Dressing for Cold Weather
By Associate Coach Ron Castia
Dressing for cold weather racing is a balance between wearing enough clothing so that your energy is used for performance rather than warmth without overdressing and overheating. This requires some planning before race day. Here are a few cold-weather dressing tips for early season races.
Dressing for a race will typically be lighter than dressing for a training ride since you need to be prepared for more maximal efforts and ongoing wind protection in the speeding pack as well as less ability to add or remove layers on the go. The key is to protect your skin and keep the appropriate amount of heat in.

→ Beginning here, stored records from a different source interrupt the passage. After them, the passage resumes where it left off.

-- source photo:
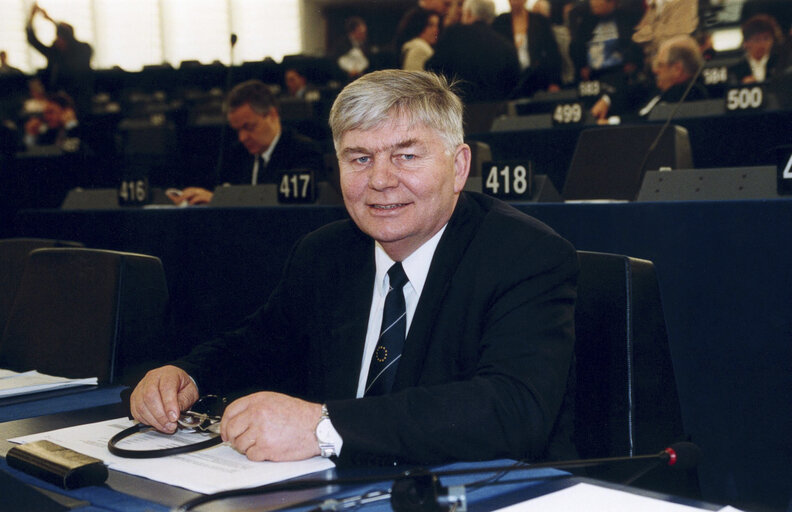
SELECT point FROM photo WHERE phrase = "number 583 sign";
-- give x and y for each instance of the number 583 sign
(510, 180)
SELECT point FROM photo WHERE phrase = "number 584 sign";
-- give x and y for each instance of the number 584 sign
(509, 180)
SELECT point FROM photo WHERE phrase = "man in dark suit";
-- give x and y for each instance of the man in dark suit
(485, 63)
(675, 68)
(252, 111)
(487, 309)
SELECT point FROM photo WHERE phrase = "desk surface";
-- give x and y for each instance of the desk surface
(724, 279)
(124, 492)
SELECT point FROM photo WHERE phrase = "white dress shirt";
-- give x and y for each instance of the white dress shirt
(265, 156)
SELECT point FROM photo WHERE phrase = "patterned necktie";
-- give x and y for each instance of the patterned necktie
(385, 359)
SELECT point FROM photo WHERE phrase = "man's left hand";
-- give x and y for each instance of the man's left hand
(272, 426)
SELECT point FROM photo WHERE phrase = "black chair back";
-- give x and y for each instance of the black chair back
(87, 313)
(626, 394)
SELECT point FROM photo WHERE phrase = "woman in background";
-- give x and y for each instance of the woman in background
(416, 37)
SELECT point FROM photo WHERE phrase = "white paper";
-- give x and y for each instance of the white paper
(593, 498)
(16, 384)
(215, 469)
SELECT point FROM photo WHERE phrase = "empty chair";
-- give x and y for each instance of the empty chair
(627, 402)
(13, 254)
(87, 313)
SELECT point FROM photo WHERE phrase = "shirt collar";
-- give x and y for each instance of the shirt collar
(266, 155)
(416, 265)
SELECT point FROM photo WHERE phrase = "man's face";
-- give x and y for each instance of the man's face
(360, 33)
(53, 115)
(255, 131)
(759, 45)
(666, 75)
(431, 32)
(438, 6)
(400, 185)
(294, 82)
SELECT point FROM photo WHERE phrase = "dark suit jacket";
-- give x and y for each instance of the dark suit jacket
(582, 24)
(743, 69)
(486, 362)
(293, 151)
(485, 62)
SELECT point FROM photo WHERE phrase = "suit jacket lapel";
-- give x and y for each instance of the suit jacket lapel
(461, 229)
(342, 355)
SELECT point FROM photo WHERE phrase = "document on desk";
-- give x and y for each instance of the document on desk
(16, 384)
(593, 498)
(215, 469)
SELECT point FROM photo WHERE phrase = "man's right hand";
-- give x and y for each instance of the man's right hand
(196, 195)
(161, 395)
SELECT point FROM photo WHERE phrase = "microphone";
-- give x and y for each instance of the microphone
(224, 129)
(419, 490)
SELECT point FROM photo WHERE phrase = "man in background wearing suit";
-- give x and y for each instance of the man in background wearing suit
(485, 293)
(252, 111)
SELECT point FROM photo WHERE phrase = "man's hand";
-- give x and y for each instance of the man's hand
(272, 426)
(160, 397)
(196, 195)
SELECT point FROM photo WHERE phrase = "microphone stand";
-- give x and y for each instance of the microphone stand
(417, 484)
(224, 128)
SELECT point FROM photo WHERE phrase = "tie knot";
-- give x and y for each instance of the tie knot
(397, 276)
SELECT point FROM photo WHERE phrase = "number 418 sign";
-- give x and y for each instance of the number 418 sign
(508, 179)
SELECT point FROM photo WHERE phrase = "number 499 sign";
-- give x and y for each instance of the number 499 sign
(509, 180)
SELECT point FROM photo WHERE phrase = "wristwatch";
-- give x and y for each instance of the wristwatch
(324, 430)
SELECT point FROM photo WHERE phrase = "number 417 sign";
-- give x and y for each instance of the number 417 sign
(509, 180)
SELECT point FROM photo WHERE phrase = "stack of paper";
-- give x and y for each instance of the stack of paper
(16, 384)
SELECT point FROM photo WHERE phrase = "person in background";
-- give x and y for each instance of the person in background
(762, 42)
(353, 52)
(297, 85)
(252, 111)
(559, 20)
(484, 62)
(602, 47)
(535, 43)
(68, 61)
(57, 125)
(675, 68)
(664, 19)
(5, 67)
(433, 325)
(416, 38)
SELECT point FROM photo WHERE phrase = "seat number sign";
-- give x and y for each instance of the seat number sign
(509, 180)
(297, 187)
(568, 113)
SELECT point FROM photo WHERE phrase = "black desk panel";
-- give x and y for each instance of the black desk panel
(724, 274)
(736, 140)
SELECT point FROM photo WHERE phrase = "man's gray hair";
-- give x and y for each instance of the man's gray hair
(483, 10)
(255, 93)
(685, 50)
(379, 97)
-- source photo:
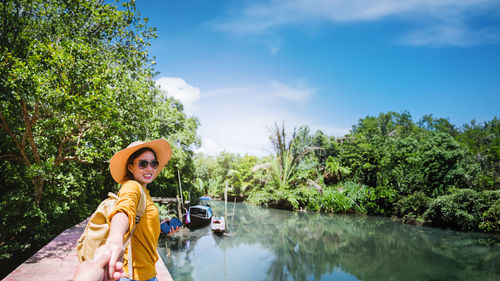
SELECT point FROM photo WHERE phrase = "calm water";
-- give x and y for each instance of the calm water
(269, 244)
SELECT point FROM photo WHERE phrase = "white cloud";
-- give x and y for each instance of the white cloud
(178, 88)
(439, 22)
(237, 119)
(449, 35)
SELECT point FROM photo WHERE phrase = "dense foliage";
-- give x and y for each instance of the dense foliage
(423, 172)
(76, 85)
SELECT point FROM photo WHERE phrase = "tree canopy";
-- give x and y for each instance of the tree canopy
(76, 85)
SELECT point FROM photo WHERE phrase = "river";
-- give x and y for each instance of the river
(269, 244)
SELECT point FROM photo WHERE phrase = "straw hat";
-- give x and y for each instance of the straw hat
(118, 163)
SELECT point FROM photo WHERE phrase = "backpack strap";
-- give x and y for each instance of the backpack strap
(141, 209)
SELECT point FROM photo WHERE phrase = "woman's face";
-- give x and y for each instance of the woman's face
(143, 175)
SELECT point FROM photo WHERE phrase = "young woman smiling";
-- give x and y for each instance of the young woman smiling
(134, 168)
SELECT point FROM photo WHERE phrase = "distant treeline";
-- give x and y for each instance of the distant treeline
(425, 172)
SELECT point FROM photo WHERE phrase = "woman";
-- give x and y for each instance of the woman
(134, 168)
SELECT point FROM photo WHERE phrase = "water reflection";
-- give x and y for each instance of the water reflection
(269, 244)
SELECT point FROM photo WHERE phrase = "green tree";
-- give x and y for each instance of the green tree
(76, 85)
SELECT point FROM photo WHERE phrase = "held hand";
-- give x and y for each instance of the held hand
(96, 269)
(115, 264)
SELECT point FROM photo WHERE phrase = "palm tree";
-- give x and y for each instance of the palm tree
(334, 171)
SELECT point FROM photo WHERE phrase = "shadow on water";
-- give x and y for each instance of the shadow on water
(269, 244)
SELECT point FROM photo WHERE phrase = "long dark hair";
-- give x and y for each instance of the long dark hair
(131, 159)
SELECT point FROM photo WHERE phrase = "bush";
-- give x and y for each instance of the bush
(412, 206)
(336, 201)
(381, 200)
(465, 209)
(491, 219)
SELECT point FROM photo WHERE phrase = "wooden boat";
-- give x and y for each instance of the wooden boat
(170, 226)
(218, 225)
(198, 216)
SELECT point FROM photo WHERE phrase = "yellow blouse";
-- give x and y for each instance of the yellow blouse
(145, 238)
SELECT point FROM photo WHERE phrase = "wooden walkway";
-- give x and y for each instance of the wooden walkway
(57, 261)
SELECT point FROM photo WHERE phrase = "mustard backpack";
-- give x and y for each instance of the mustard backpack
(97, 229)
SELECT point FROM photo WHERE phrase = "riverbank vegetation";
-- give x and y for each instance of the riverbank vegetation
(77, 85)
(422, 172)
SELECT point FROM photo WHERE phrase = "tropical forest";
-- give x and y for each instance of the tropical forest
(77, 85)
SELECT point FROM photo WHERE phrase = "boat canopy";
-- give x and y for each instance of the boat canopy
(201, 210)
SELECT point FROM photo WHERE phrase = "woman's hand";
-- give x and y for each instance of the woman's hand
(115, 251)
(114, 244)
(96, 268)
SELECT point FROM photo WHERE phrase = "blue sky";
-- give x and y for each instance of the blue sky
(240, 66)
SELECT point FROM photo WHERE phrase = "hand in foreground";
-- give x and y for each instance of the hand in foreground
(115, 261)
(96, 269)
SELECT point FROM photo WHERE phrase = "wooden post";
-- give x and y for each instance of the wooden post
(225, 202)
(179, 212)
(180, 189)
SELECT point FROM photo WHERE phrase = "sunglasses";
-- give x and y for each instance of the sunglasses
(143, 164)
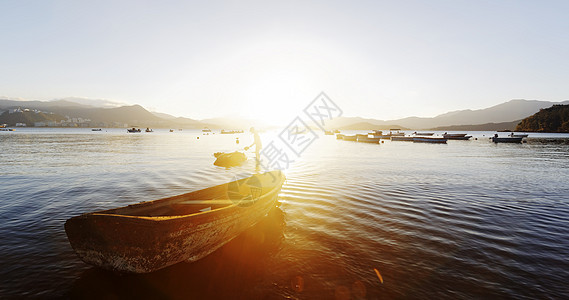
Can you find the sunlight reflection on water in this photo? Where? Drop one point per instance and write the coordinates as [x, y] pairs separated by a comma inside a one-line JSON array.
[[469, 219]]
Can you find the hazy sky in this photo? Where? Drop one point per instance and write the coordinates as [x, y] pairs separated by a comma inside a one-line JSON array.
[[379, 59]]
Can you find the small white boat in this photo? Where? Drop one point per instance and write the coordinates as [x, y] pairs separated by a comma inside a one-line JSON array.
[[456, 136], [366, 139], [509, 139], [522, 135], [402, 138]]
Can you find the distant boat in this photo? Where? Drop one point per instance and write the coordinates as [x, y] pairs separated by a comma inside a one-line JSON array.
[[456, 136], [148, 236], [392, 132], [429, 139], [523, 135], [229, 159], [423, 133], [509, 139], [402, 138], [231, 131], [366, 139]]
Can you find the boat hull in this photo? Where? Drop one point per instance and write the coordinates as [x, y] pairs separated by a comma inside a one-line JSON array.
[[507, 140], [366, 139], [432, 140], [139, 244], [402, 138]]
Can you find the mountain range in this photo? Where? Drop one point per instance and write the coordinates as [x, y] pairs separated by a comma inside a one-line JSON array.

One way to keep the heat in is to use a skin or muscle warming product. There are several of these on the market specifically for cold weather cycling. If you don’t have time to drop by your local bike shop, you can get items that work at the grocery or drugstore. Generic brand embrocation and muscle balms/ointments work just as well as expensive brand name ones, as do vapor rubs that have a warming and muscle-relief component. Apply the warming balm or oil first, and then put an impermeable barrier over the top to keep the moisture from soaking into your skin. Some old school cyclists use baby oil or petroleum jelly. Consider the oil liquid leg warmers. If you are not sure what to use or need help with a specific brand, check with your coach for recommendations and/or feedback on specific products.
Special note from Coach Earl: Always put your bibs and chamois lube on BEFORE applying a warming cream or balm to your legs. It is very easy for the chamois to pick up the balm from your legs and the skin near your chamois is extremely sensitive. This can become incredibly uncomfortable very quickly. (Personally confirmed).
Knee warmers are great for colder days, but when rain also accompanies the cold without an impermeable applied to the skin underneath, the material will get wet and serve to make you colder.
Good fleece lined arm warmers should be enough to keep your arms warm once you get rolling.
Wind-front base layers are invaluable for racing in the cold. This keeps you from having to put a number on your vest and ruining the nylon front.
A little vapor rub on the chest will help keep you warm and some people think it helps open up your breathing for better performance. Like any tip, try this in training before racing.
Lastly, wool socks, two pairs, one for during, and a nice dry pair for right after. It’s like a nice warm blanket for your feet. I like to have wool socks of variable thickness in my cycling sock drawer. Note that insulation on your feet can only retain warmth that is already there, and that warmth has to come from circulating blood. Thick socks will make your feet colder if your shoes end up being tight and squeezing your feet. You may want a pair of shoes a half size larger for winter for wearing with your thick socks.
If you have a tendency to get cold, numb toes, consider adding toe-covers or booties to your wardrobe for very cold race days. If you’ll be racing in the rain, test your boots to see that they work when wet.
When you are trying to determine what to wear, keep in mind you should have a little chill while standing around. If you are warm and cozy while standing at the start line, you are overdressed. One solution is to wear an extra jacket to keep you warm on the line, and then toss that jacket to your manager, or support person, or even on the ground.
Once the race gets rolling, the first few minutes until you start to create some body heat will be coldest. Try to find protection from the wind and keep yourself tucked in the pack. The pack will shelter you from the wind and the other working bodies will actually warm the air a bit too. Usually we advise not doing any excess work in a race, but when the choice is having your core temperature drop enough to rob you of your strength, some extra work can keep you in a better position to match an attack or hang on on a hill.
Finally, keep a good attitude. If you believe that you are well prepared and can ride well in the cold, you have a leg up on riders who are more aware of their own suffering. Good luck. In a few months you’ll probably be wishing for a cold day again.
Associate Coach Ron Castia works with all levels of racers to prepare them for road and endurance off-road adventures.